The raw data of RNA sequencing (GEO: GSE135251) from Govaere et al. [28] were downloaded and DESeq2 (v1.30.1) was applied to perform differential gene expression analysis between NAFLD and health donor. Genes with counts less than 10 were removed from the analysis. Transcripts were variance stabilizing transformed using vst function to construct a PCA plot. Raw counts were then normalized with the default parameters. Differential genes were selected with log₂FoldChange > 1.5 and q value < 0.01. Gene Ontology analysis was performed using the Hallmark gene sets from MSigDB.

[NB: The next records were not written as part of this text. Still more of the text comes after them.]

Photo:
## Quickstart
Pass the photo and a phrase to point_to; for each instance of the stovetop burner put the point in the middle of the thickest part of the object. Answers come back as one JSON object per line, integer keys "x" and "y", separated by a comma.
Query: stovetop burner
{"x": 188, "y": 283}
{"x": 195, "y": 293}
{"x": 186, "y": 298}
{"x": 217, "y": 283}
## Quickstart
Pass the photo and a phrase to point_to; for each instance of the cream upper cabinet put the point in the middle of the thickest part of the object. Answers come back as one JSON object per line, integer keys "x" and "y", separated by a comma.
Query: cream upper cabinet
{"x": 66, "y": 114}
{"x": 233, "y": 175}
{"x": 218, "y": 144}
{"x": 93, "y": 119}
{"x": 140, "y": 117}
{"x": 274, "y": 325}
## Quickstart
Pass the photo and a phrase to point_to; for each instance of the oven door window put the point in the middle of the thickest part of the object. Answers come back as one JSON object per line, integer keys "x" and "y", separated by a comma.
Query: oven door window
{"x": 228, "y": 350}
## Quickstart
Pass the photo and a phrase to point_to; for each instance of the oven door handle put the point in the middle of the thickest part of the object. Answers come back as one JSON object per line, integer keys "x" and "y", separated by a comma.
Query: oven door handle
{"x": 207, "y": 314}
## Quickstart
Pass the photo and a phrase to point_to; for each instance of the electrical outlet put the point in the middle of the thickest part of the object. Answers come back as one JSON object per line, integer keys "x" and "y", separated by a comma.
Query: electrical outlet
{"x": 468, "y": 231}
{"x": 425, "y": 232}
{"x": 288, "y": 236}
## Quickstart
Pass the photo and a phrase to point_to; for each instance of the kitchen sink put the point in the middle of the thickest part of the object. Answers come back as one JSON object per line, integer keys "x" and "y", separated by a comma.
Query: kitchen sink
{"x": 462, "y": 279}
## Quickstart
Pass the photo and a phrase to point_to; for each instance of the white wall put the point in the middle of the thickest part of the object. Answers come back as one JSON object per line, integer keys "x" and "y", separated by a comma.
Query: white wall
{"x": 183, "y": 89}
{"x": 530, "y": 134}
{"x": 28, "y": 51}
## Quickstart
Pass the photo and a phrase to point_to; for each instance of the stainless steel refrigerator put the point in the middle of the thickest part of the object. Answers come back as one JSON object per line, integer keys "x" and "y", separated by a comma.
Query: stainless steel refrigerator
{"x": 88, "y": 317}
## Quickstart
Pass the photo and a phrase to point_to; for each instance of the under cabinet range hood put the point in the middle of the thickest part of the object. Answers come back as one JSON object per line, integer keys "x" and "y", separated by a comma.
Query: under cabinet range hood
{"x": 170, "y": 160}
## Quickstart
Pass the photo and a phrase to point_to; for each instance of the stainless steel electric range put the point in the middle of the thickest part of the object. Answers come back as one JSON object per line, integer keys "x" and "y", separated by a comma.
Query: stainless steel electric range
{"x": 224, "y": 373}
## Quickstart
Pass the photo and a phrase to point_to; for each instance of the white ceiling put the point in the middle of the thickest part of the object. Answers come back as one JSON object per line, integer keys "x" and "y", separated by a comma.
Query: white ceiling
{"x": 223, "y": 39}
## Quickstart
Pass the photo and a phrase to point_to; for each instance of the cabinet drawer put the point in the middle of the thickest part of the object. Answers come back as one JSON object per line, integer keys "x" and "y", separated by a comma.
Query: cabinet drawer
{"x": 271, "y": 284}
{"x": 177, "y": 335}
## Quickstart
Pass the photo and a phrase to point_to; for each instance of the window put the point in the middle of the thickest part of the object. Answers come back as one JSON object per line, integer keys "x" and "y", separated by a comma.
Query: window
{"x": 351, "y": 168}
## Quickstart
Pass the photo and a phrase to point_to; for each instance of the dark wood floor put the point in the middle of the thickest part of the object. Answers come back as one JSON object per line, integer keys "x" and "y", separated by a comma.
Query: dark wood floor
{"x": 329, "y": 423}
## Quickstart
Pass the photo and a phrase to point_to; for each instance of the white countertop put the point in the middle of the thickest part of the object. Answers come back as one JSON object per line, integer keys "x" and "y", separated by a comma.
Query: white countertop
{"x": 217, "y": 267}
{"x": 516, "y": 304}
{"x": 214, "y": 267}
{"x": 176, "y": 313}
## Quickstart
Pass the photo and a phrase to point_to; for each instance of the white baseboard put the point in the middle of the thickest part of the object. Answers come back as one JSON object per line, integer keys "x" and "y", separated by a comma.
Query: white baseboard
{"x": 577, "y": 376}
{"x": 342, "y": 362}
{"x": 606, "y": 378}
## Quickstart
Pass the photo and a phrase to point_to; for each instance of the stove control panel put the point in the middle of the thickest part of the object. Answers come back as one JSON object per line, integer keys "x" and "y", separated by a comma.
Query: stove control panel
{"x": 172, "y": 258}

The raw data of scRNAseq (GEO: GSE159977) from Pfister et al. [30] were downloaded. For quality control, we removed low quality reads according to the following criteria: (1) Number of expressed genes <200 & >6000; (2) Percentage of mitochondrial genes ≥ 10%. (3) Number of UMIs < 500 & >20000. Seurat v3 (v3.2.2) was applied for data normalization (SCTransform), principal component analysis (RunPCA), dimension reducntion (RunUMAP) and unsupervised graph-based clustering (FindNeighbors & FindClusters). Top marker genes were identified for each cluster (FindAllMarkers). KEGG pathway enrichment analysis of DEGs between healthy and NAFLD/NASH NKT cells was performed by ClusterProfiler [64].

Statistical analysis

Data were analyzed using GraphPad Prism 8 and are presented as mean ± SD. Statistical comparison between two groups was performed using the Mann-Whitney U test and unpaired Student’s t test to calculate two-tailed p value. The normality of data was confirmed by Shapiro–Wilk test with a P value greater than 0.05 when Student’s t test was applied. Statistical comparison between groups from the same donor was performed using the paired Student’s t test to calculate two-tailed p value. One-way ANOVA followed by Dunnett’s multiple comparison test were performed when more than two groups were included in the experimental results. Correlation analysis was assessed by Spearman’s correlation. Significance was defined as p value < 0.05.

Author contributions

WT, JZ, and ASLC conceived the study. WT and JZ conducted experiments, analyzed, and interpreted data. HW assisted with bioinformatics analysis. WY, YF, HW, MTSM, LZ, ZL, XL, ZX, XZ, J.Wang, J.Lu., J.Li., and XT assisted with animal experiments. HS, PCY, YH, HML, CCHL, HHWL, AWHC, KFT, J.Wong, PBSL, KKCN, SKHW, VWSW, and APSK. provided patient materials, acquired clinical data, assisted in analyzing NKT cell frequency in patient specimens and interpreted with clinical data. WT, JZ, and ASLC wrote the manuscript. JZ, PBSL, KKCN, VWSW, APSK, JJYS, and ASLC reviewed and edited the manuscript. JZ, JJYS, and ASLC acquired funding for the study. JZ and ASLC supervised the study. All authors read and provided feedback on the manuscript.

Data availability

All data in this study are available in the text and its Supplementary Information files. The data that support the findings of this study are available from the corresponding authors upon reasonable request. The RNAseq and scRNAseq data analyzed in this study were accessed with the Gene Expression Omnibus (GEO) series accession numbers: GSE135251 and GSE159977.

Competing interests

JZ and ASLC received the funding support and drug (vistusertib) from AstraZeneca. VWSW has consultancy in 3V-BIO, AbbVie, Allergan, Boehringer Ingelheim, Center for Outcomes Research in Liver Diseases, Echosens, Gilead Sciences, Hanmi Pharmaceutical, Intercept, Inventiva, Merck, Novartis, Novo Nordisk, Perspectum Diagnostics, Pfizer, ProSciento, Sagimet Biosciences, TARGET PharmaSolutions and Terns; has lectures in Abbott, AbbVie, Bristol-Myers Squibb, Echosens, Gilead Sciences and Novo Nordisk; received research grants from Gilead Sciences; and holds stock as co-founder of Illuminatio Medical Technology Limited. The other authors declare no competing interests.

Supplementary information

The online version contains supplementary material available at 10.1038/s41423-022-00872-3.